太上皇現在還在艮岳裏養著,外人見都不許見哪!

說到這裏,大家就啞口無言了。

又過一會兒。

“女子生產艱難,若是大宋真有一位女主,她終身不嫁,選一位養子,如英宗皇帝,如何?”立刻就有人冷笑一聲:“你須得先選一個自幼修真的宗室子!”

“為何要修真?”

“你當那些道士是吃幹飯的嗎!”

“你,你胡攪蠻纏!那他生母豈不是還需西北將門出身?”

“哼,西北將門?還算好的!他生母最好還是個契丹人!”

話題又扯遠了,可中心的意思還沒變。

她要是自己不生,那繼承人該如何保證軍功集團的榮華富貴?保證不了?

大家保著她上位,她甚至無法保證嫡系的利益?

這是先帝,可不是安國。

其中也有人全程不吭聲,很謹慎,比如說主人家。

一群人湊在一起嘀咕,自然要有一個地方,有一個理由。

比如說某位潘家子請大家喝酒吃飯,一起慶祝殿下的這場勝利。

潘家也是勳貴出身,祖上是追隨太祖皇帝打天下,還配饗太宗廟庭的潘美,真宗年間又追封鄭王,人家在京中有知交故舊,一起喝酒,很合理。

賓客中少有寒門,也沒有什麽武夫,文官和勳貴倒是不少,主人家聽了這些議論,就握著酒杯不語。

過一會兒,一位韓家來的賓客就悄悄同他說:“殿下還不曾婚配……”

主人家嚇一跳:“豈敢肖想此事?”

“咱們這樣的門庭,配不上她麽?殿下總要安撫老臣之心的。”韓家說,“唉,要是駙馬尚在……”

曹家的駙馬尚在,那似乎真能解決一些問題。

勳貴們雖然沒在這一戰裏撈到足夠功勳的,又沒有第一時間參與勸進,可只要有一個聯姻的兒郎在,就不怕安國將來翻臉啦!

現在大家沒功勞,因此就得反對她,可也犯不著很激烈地反對,甚至像曹操竊漢時那般漢臣一樣,前赴後繼地搞刺殺和政變。
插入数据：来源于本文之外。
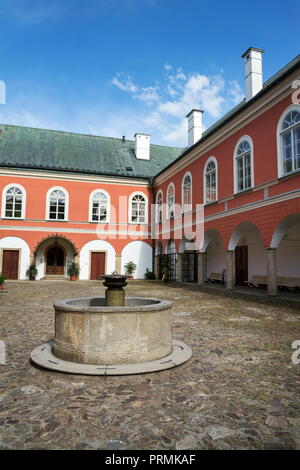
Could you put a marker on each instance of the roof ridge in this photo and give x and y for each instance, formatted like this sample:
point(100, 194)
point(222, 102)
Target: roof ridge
point(82, 134)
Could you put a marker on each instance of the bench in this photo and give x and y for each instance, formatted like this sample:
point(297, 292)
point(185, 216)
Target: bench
point(285, 282)
point(257, 281)
point(215, 277)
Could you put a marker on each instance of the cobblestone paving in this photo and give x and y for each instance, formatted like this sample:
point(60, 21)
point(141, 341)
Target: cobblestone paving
point(240, 390)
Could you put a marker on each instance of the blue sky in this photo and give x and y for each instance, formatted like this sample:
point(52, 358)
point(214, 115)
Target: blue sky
point(116, 67)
她畢竟是宗室,大家心裏只是有許多的猶豫,外加上擔心自己利益受損。

要是她有一個繼承人,能夠不損害大家的利益,還能讓朝局穩定,不興起大風大浪就好了。

要是有一個宗室子作她的繼承人就好了。

“殿下此役,終歸是大功一件,”翰林學士吳幵笑道,“官家今日很高興,與郡王同往攢宮去,告知先帝哪。”

他這話一出,所有人立刻都看向了他。

這樣巧,這樣恰好。

對於這個妹妹的功勞,官家一點也沒有表現出不悅,他甚至對左右說,都是趙家的子孫,他怎麽會不悅?他只是暫守神器,將來還要交給有德之人的。

他領著大寧郡王一起去祭拜先帝,也沒任何問題。

大寧郡王趙諶是先帝的長子,靖康年升為皇太子,而後先帝駕崩,康王趙構繼位,這個孩子又被降回了郡王,平日裏就跟著母親守孝。

再進一步,大家互相問道:“這位殿下人品如何?”

“無可指摘。”吳幵說。

他才十歲,跟在母親身邊,又聰明,又孝順,謹言慎行,動靜有禮,從不出輕狂之語,對宮女內侍極和善,見過他的人都誇讚,這樣的一個孩子,稱得上十全十美。

他一定是無可指摘的,就算他身上有些小毛病,有官家在,自然也有辦法讓他十全十美。

他還是太上皇的嫡長孫,是嫡長子所生的嫡長子,按這孩子姑姑的話說,那可真是一個嫡嫡嫡嫡嫡嫡道道。

如果不是皇位更疊出了點意外,他不僅人品無可指摘,他的地位也無可指摘。

在這場歡慶長公主大捷的酒宴上,他的名字被“無心”地拋出來時,大家忽然驚奇地發現:他似乎是帝統延續問題的一個重要解決方式。